A baixa taxa de juros, tendência que deve permanecer pelos próximos meses, levou a pessoa física a buscar maior rentabilidade em investimentos mais arriscados, como os da renda variável. Já as políticas adotadas para amenizar os efeitos da pandemia, como auxílios governamentais, aumentaram o volume de recursos disponíveis no mercado.

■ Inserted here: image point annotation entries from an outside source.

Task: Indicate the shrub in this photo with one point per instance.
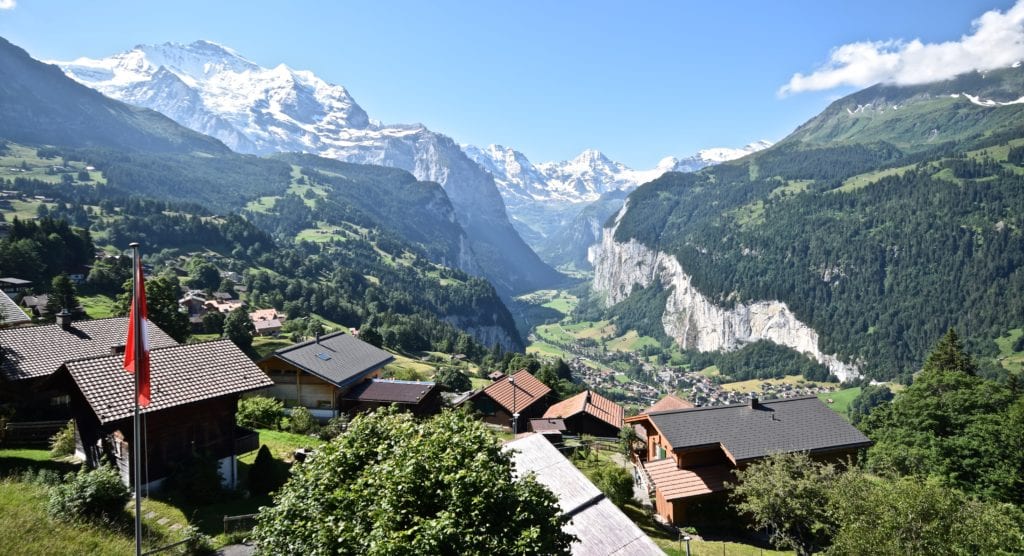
(615, 482)
(265, 475)
(198, 479)
(96, 495)
(62, 443)
(301, 421)
(259, 412)
(334, 427)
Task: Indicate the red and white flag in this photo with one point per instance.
(137, 319)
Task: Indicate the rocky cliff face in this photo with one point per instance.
(691, 318)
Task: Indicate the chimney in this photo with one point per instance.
(64, 318)
(754, 400)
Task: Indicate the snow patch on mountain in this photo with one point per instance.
(587, 177)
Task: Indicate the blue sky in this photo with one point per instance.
(637, 80)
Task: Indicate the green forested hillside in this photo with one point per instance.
(878, 247)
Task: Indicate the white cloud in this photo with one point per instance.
(996, 41)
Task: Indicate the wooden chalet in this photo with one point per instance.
(195, 393)
(10, 313)
(589, 413)
(421, 398)
(519, 393)
(690, 453)
(318, 373)
(29, 355)
(601, 528)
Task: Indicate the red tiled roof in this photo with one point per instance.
(527, 390)
(589, 402)
(670, 401)
(675, 483)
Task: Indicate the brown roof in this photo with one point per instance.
(390, 391)
(675, 483)
(527, 390)
(38, 351)
(589, 402)
(547, 425)
(670, 401)
(179, 375)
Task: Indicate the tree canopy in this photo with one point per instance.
(392, 484)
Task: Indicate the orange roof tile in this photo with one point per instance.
(527, 390)
(590, 402)
(675, 483)
(670, 401)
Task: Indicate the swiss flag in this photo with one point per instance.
(137, 321)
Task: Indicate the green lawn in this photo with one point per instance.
(841, 399)
(98, 306)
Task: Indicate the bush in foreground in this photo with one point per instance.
(392, 484)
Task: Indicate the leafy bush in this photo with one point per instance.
(301, 421)
(197, 479)
(615, 482)
(334, 427)
(96, 495)
(259, 412)
(265, 475)
(62, 443)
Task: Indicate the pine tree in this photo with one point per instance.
(948, 354)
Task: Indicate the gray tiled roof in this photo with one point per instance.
(12, 314)
(396, 391)
(801, 424)
(178, 375)
(38, 351)
(601, 527)
(336, 357)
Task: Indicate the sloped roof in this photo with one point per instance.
(12, 314)
(600, 526)
(675, 483)
(670, 401)
(178, 375)
(591, 403)
(38, 351)
(390, 391)
(337, 357)
(800, 424)
(527, 390)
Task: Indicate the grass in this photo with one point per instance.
(754, 385)
(1010, 359)
(841, 399)
(98, 306)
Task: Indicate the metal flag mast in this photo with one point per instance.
(136, 325)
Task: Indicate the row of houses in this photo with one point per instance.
(75, 370)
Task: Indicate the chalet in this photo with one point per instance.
(13, 286)
(36, 304)
(267, 328)
(29, 355)
(670, 401)
(420, 398)
(519, 394)
(690, 453)
(10, 313)
(195, 393)
(601, 528)
(316, 374)
(589, 413)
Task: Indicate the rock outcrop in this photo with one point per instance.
(690, 317)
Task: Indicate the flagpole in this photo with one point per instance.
(136, 438)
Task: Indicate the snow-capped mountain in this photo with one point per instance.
(212, 89)
(585, 178)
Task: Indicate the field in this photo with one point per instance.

“Todo o contexto da pandemia fez com que as políticas macroeconômicas, não só no Brasil, fossem na direção da flexibilização monetária. A grande estratégia foi a redução das taxas de juros, o que fez com que os investidores tivessem um apetite maior a risco”, aponta Martins.

“Por outro lado, as empresas, nesse cenário conturbado, foram em busca de novas estratégias para prover liquidez aos seus caixas. Elas viram que tinham basicamente duas alternativas: buscar financiamento bancário, o que está difícil; ou por meio do mercado de capitais, via IPO ou via follow-on (quando uma empresa que já é de capital aberto coloca à venda mais ações do mercado)”, destaca.

Se os 28 IPOs realizados em 2020 movimentaram R$ 47,7 bilhões, os 25 follow-on foram responsáveis pela captação de R$ 73,962 bilhões, o terceiro maior volume desde 2004. “Tivemos IPO que captou mais de R$ 1 bilhão, valor que seria praticamente impossível de conseguir em um banco. Embora a oferta de crédito tenha crescido, as grandes operações de captação foram viabilizadas pelo mercado de capitais”, diz Martins.

Expectativa para 2021

De acordo com a B3, há cerca de 40 empresas que iniciaram o processo de abertura de capital em 2020 e cujo processo de IPO está em análise. Hoje, a B3 tem 412 empresas listadas.
“Há uma perspectiva de que cerca de dez empresas façam seus IPOs ainda no primeiro trimestre deste ano. Mas temos informações de que essa lista pode receber novas entrantes em 2021. Há potencial para repetir ou superar o volume de ofertas de 2020”, diz Rogério Santana.

Mesmo com a sinalização do Banco Central de que deverá elevar a taxa básica de juros (Selic) ao longo do ano, Eleutério diz que a bolsa continuará atrativa se comparada com a rentabilidade da renda fixa.

“Para os padrões históricos, a Selic continuará baixa e, a depender da inflação, o juro real deverá ficar perto de zero. Temos um ambiente ainda adverso com risco fiscal, sanitário e risco político. Mas até pouco tempo atrás nós tínhamos cerca de 500 mil investidores cadastrados na bolsa, agora temos mais de três milhões. E as empresas estão aproveitando isso para captar recursos e se expandir”, diz.